FINALIST YEAR: 1974

HER PROJECT: Using white noise to fight stuttering

WHAT LED TO THE PROJECT: As Linda Bockenstedt was growing up in Dayton, Ohio, her engineer father helped launch her medical research career in two ways: First, he believed that girls could do science projects every bit as well as boys—and encouraged his daughters to do such projects. Second, he had a friend with a pronounced stutter.

The stutter fascinated her. "I remember seeing how he struggled to speak, and got curious about why that might be," says Bockenstedt, who had enrolled as a full-time college student at local Wright State University at age 15. As a science project to enter in contests, she figured she would test an idea: People who stuttered might have a bit of an echo in the brain pathways between their ears and the parts of their brains that were responsible for hearing. What if she overwhelmed those pathways, however? She tried it and found that, in her subjects, listening to white noise while speaking improved stuttering considerably. Linda entered her results in the 1974 Westinghouse Science Talent Search. She knew about the competition because her older sister, Paula, had been a finalist in 1971—a designation she soon learned they would share.

THE EFFECT ON HER HER CAREER: Becoming a Westinghouse finalist stoked Bockenstedt's fascination with the human body. After graduating from Harvard at age 19, she went to medical school, did a residency in internal medicine at Yale, and except for a fellowship at the University of California, San Francisco, has been a practicing rheumatologist and researcher at Yale ever since.

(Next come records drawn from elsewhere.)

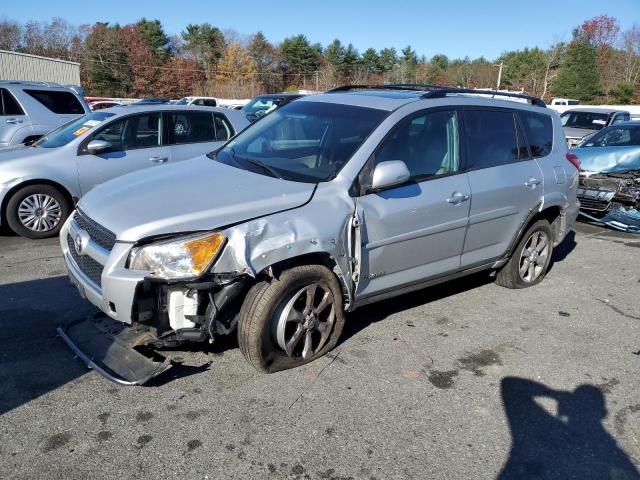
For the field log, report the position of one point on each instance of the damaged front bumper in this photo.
(612, 199)
(116, 351)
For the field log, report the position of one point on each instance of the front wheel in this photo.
(37, 211)
(292, 320)
(530, 260)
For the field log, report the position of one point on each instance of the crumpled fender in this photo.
(320, 226)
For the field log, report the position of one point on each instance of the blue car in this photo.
(609, 190)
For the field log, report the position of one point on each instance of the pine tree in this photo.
(578, 77)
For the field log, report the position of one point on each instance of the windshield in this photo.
(261, 105)
(72, 130)
(622, 136)
(584, 120)
(302, 141)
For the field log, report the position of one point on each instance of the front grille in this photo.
(86, 264)
(100, 235)
(593, 204)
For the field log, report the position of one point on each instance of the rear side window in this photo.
(8, 104)
(427, 144)
(57, 102)
(493, 138)
(539, 131)
(197, 127)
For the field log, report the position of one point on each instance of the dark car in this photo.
(609, 190)
(580, 123)
(259, 106)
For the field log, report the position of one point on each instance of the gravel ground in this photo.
(464, 380)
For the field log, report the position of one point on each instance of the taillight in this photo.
(573, 158)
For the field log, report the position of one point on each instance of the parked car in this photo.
(151, 101)
(609, 191)
(329, 203)
(580, 123)
(211, 102)
(28, 110)
(39, 184)
(102, 104)
(262, 104)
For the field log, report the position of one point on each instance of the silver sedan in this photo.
(40, 183)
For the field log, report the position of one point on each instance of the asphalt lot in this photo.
(457, 381)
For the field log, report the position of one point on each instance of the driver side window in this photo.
(136, 131)
(428, 144)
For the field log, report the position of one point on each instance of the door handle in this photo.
(457, 198)
(532, 182)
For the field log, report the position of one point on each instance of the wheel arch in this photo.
(313, 258)
(26, 183)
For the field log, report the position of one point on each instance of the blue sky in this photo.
(455, 28)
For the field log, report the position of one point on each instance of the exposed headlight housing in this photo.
(179, 258)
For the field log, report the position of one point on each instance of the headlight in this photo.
(184, 257)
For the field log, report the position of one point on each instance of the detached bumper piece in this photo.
(113, 349)
(623, 219)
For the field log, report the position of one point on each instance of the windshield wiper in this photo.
(264, 167)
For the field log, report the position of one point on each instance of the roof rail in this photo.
(28, 82)
(438, 91)
(443, 92)
(420, 87)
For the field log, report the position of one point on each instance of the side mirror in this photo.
(388, 174)
(98, 146)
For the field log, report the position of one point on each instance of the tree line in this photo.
(598, 64)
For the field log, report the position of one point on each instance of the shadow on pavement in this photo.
(33, 360)
(568, 443)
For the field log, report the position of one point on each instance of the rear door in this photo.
(136, 144)
(15, 125)
(415, 231)
(193, 133)
(506, 183)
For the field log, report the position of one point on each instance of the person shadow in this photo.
(569, 443)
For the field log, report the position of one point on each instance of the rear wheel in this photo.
(37, 211)
(292, 320)
(530, 260)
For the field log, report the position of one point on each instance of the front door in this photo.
(136, 144)
(415, 231)
(506, 183)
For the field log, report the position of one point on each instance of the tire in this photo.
(264, 326)
(54, 210)
(511, 275)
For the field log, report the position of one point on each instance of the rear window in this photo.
(197, 127)
(57, 102)
(493, 138)
(8, 104)
(539, 131)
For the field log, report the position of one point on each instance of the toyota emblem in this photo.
(78, 244)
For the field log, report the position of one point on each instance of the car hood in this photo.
(570, 132)
(197, 194)
(17, 153)
(608, 159)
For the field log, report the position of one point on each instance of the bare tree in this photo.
(631, 49)
(553, 57)
(10, 34)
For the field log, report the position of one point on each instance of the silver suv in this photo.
(28, 110)
(327, 204)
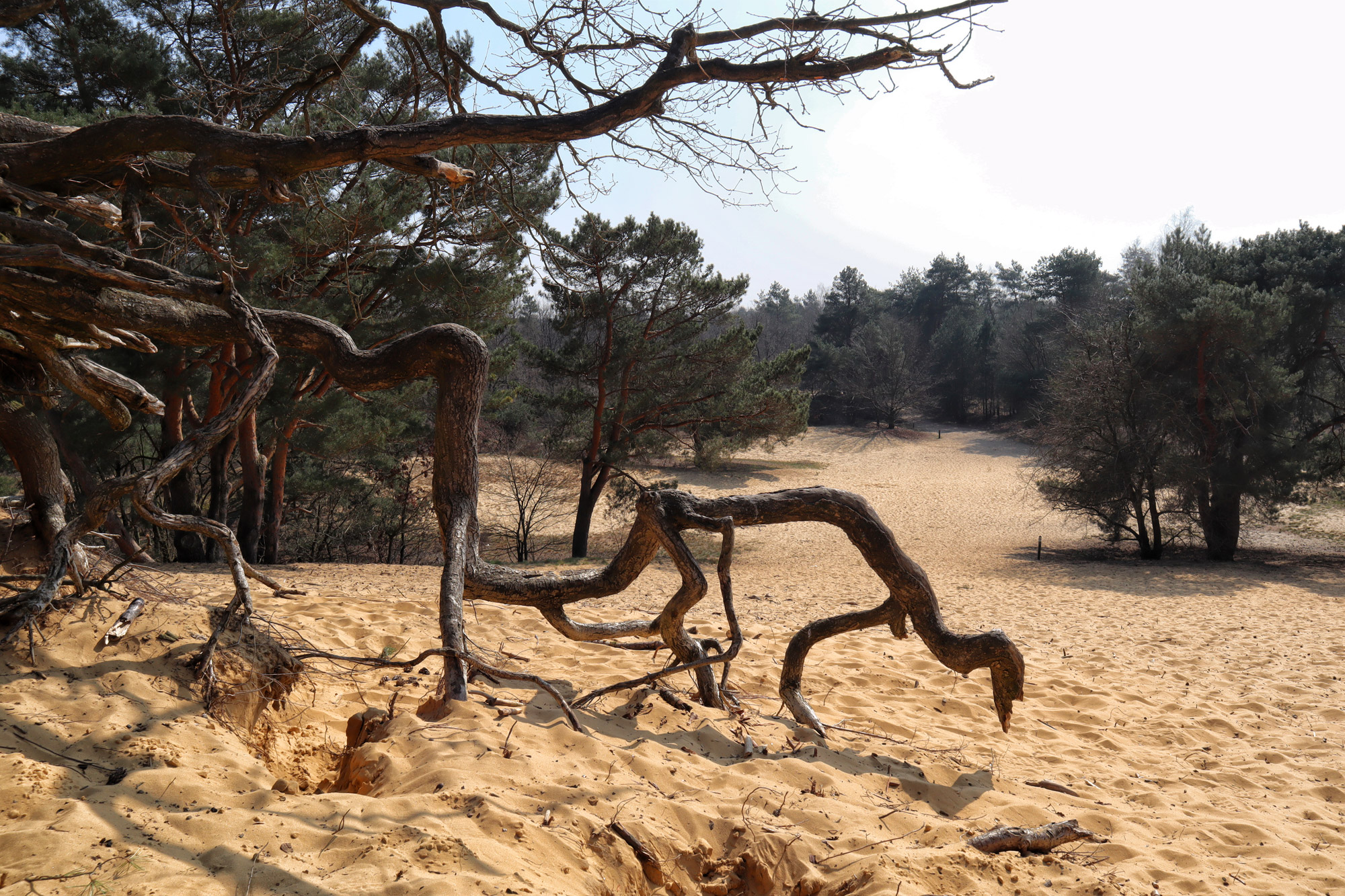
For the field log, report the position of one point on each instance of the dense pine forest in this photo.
(1168, 399)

Her main area of research has been studying the immune response to the bacterium that causes Lyme disease.

WHAT SHE'S DOING NOW: In the 1980's Bockenstedt—along with sister Paula, a hematologist at the University of Michigan Medical Center—was a pioneer as a woman in academic medicine. She and many others assumed that women would make up half the tenured faculty at such schools before too long. They don't. So today, Bockenstedt still sees patients and does research, but she's also taken on a new role: the Yale University School of Medicine's director for professional development and equity.

In Bockenstedt's new position, she attacks the reasons that many talented women and minority researchers fail to reach their academic potential. "My goal is to try to even the playing field here, and help all faculty at the assistant professor level understand what the requirements are for promotion, and help mentor them so they can achieve their personal goals," she says.

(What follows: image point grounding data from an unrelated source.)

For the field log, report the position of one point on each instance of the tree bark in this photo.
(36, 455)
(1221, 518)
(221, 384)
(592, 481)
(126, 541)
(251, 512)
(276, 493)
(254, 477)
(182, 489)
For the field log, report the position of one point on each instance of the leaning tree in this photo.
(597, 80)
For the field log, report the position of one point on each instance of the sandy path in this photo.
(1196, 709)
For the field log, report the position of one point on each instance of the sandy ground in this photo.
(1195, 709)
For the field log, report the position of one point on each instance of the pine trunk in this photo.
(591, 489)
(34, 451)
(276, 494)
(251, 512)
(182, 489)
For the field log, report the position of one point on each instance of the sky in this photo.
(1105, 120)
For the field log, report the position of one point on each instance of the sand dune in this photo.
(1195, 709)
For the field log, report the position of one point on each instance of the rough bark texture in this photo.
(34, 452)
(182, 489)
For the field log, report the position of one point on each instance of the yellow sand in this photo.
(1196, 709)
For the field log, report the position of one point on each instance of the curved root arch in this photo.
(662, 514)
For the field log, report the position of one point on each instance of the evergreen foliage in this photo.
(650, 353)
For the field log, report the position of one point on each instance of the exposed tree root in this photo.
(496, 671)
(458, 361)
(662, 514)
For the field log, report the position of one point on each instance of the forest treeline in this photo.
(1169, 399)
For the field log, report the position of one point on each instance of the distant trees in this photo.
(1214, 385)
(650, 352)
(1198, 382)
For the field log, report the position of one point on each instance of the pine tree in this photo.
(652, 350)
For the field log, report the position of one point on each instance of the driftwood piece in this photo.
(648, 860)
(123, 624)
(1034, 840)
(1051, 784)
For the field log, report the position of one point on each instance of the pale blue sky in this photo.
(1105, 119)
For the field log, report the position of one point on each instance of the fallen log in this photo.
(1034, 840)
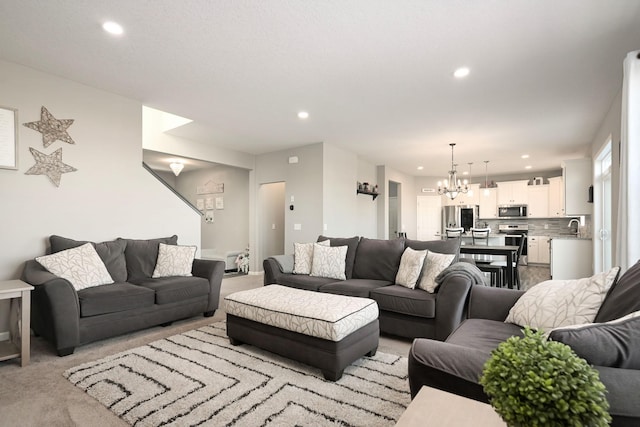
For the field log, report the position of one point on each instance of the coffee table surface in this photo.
(436, 408)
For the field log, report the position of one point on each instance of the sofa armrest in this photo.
(451, 302)
(492, 303)
(213, 271)
(55, 309)
(273, 269)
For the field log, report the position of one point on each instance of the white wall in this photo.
(110, 195)
(230, 229)
(367, 208)
(340, 200)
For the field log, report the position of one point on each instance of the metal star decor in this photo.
(51, 128)
(50, 165)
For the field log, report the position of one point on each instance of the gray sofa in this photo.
(614, 350)
(371, 268)
(68, 318)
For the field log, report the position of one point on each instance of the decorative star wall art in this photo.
(51, 128)
(50, 165)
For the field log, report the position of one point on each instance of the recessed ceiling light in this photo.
(461, 72)
(113, 28)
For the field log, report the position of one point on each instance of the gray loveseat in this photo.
(613, 349)
(68, 318)
(371, 268)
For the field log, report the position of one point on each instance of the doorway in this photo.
(602, 209)
(271, 199)
(395, 216)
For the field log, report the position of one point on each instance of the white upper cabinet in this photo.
(488, 201)
(538, 201)
(556, 197)
(577, 174)
(513, 193)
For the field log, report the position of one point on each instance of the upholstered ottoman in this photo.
(326, 331)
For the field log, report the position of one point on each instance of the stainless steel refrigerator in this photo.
(464, 216)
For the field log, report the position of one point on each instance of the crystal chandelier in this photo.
(452, 186)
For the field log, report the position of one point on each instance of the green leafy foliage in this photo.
(532, 381)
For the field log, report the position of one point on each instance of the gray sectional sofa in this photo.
(371, 268)
(68, 318)
(613, 349)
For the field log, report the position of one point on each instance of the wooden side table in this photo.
(436, 408)
(19, 293)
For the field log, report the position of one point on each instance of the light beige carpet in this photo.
(198, 378)
(38, 394)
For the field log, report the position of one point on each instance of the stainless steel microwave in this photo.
(512, 211)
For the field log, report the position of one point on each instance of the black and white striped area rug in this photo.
(198, 378)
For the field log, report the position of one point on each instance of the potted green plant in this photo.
(532, 381)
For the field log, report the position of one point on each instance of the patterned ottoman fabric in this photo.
(327, 316)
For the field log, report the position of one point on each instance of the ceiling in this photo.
(375, 76)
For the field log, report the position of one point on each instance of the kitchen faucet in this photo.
(574, 230)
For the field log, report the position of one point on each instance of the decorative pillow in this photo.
(613, 344)
(555, 303)
(329, 261)
(303, 256)
(81, 266)
(410, 267)
(433, 265)
(174, 260)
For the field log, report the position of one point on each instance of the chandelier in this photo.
(452, 186)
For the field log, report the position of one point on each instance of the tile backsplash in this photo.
(540, 227)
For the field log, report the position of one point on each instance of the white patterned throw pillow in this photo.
(303, 256)
(433, 265)
(174, 260)
(556, 303)
(81, 266)
(329, 261)
(410, 267)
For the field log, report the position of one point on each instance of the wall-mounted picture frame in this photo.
(8, 138)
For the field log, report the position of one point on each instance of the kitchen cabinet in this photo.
(513, 193)
(577, 177)
(571, 258)
(538, 201)
(538, 250)
(556, 197)
(488, 203)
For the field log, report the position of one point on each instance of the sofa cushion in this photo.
(623, 297)
(354, 287)
(483, 334)
(111, 253)
(113, 298)
(329, 261)
(434, 264)
(303, 256)
(555, 303)
(301, 281)
(410, 267)
(141, 255)
(352, 245)
(449, 246)
(399, 299)
(615, 343)
(378, 259)
(81, 266)
(174, 260)
(178, 288)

She was tapped for the job because "she has been successful in coming up through the ranks at Yale and knows the challenges of academic medicine as both a clinician and a researcher," says Carolyn Mazure, professor of psychiatry and associate dean for faculty affairs at Yale's medical school. She also "understands that a diverse faculty, particularly in terms of gender and minority representation, adds value to the academic experience."

For Bockenstedt, it's proof that encouragement pays off. Bockenstedt's father encouraged his two daughters to go into science. Now Paula's two daughters are pursuing medical research, and Linda's high school–aged daughter will be doing research this summer, hopefully producing results she can enter in what is now the Intel Science Talent Search. "It's been a tradition," Bockenstedt says. "My sister and I were raised in an environment that was supportive of women doing medicine and science. Our children are recognizing that they can do the same thing."